Pricing of PCSK9 inhibitors has proven very controversial. Praluent and Repatha both carry an annual list price of about $14,500. And both have faced challenges breaking into the market due to restrictions on utilization, even for patients who meet the high-risk parameters of labeling.
Many critical cost-effectiveness studies have been published. Some researchers have concluded that relative to adding Zetia on top of statins, the PCSK9 inhibitors would be cost-effective if their list price was cut by 71% to $4,215 annually or less.
Amgen funded its own study that found $9,669 annually is cost-effective. (Also see "The Price Is Right: Amgen Defends Repatha At $9,669 Against More Critics" - Scrip, 23 Aug, 2017.) The company has also offered value-based pricing deals to plans, guaranteeing a refund in the case a patient has a heart attack or stroke while on Repatha.

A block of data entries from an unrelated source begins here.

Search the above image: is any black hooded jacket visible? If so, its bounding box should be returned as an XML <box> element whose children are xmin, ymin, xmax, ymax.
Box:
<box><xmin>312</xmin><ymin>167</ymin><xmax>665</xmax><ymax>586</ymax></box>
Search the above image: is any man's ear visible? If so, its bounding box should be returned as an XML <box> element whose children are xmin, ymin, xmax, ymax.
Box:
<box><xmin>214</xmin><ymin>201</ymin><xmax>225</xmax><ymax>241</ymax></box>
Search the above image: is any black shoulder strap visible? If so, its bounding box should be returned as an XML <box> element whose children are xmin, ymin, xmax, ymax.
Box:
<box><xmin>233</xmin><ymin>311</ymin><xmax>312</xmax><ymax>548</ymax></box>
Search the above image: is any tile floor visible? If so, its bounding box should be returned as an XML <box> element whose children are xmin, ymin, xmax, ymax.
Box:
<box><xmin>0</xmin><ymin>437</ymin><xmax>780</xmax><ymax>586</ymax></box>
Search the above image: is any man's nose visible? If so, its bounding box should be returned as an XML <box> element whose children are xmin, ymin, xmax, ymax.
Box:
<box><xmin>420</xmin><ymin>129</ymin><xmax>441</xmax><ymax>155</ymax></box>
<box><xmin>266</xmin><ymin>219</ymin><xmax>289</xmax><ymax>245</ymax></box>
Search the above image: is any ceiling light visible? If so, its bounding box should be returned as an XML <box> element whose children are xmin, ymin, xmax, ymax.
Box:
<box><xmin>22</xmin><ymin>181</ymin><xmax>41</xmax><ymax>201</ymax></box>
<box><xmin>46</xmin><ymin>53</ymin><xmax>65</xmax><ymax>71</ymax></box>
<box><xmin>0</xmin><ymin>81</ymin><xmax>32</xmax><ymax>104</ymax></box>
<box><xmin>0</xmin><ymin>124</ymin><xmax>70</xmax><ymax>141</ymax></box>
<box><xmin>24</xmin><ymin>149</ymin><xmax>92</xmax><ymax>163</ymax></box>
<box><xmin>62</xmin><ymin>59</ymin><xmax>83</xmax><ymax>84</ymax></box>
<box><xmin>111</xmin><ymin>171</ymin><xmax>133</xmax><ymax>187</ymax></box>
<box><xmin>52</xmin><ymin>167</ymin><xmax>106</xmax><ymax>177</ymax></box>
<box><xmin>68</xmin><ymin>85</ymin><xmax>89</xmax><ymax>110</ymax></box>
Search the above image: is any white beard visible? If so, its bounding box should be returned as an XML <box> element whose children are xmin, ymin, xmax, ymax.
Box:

The annual net price nowadays in the US for PCSK9 inhibitors is in the $8,000 to $9,000 annual range, Longman commented.
Following a label change, access may be slightly better but plans will still put significant hurdles in the way of prescribing Repatha until the price comes down to a level equivalent to new branded small molecule cardiovascular drugs, such as Novartis AG's heart failure Entresto, and until adherence can be demonstrated, Longman maintained.
A key issue for many plans is they don't see much more adherence to a PCSK9 inhibitor than for a statin, so there is the "twin problem" of price and adherence, he explained.
"If somebody can solve the adherence problem and solve the price problem, that would be a game changer," Longman said.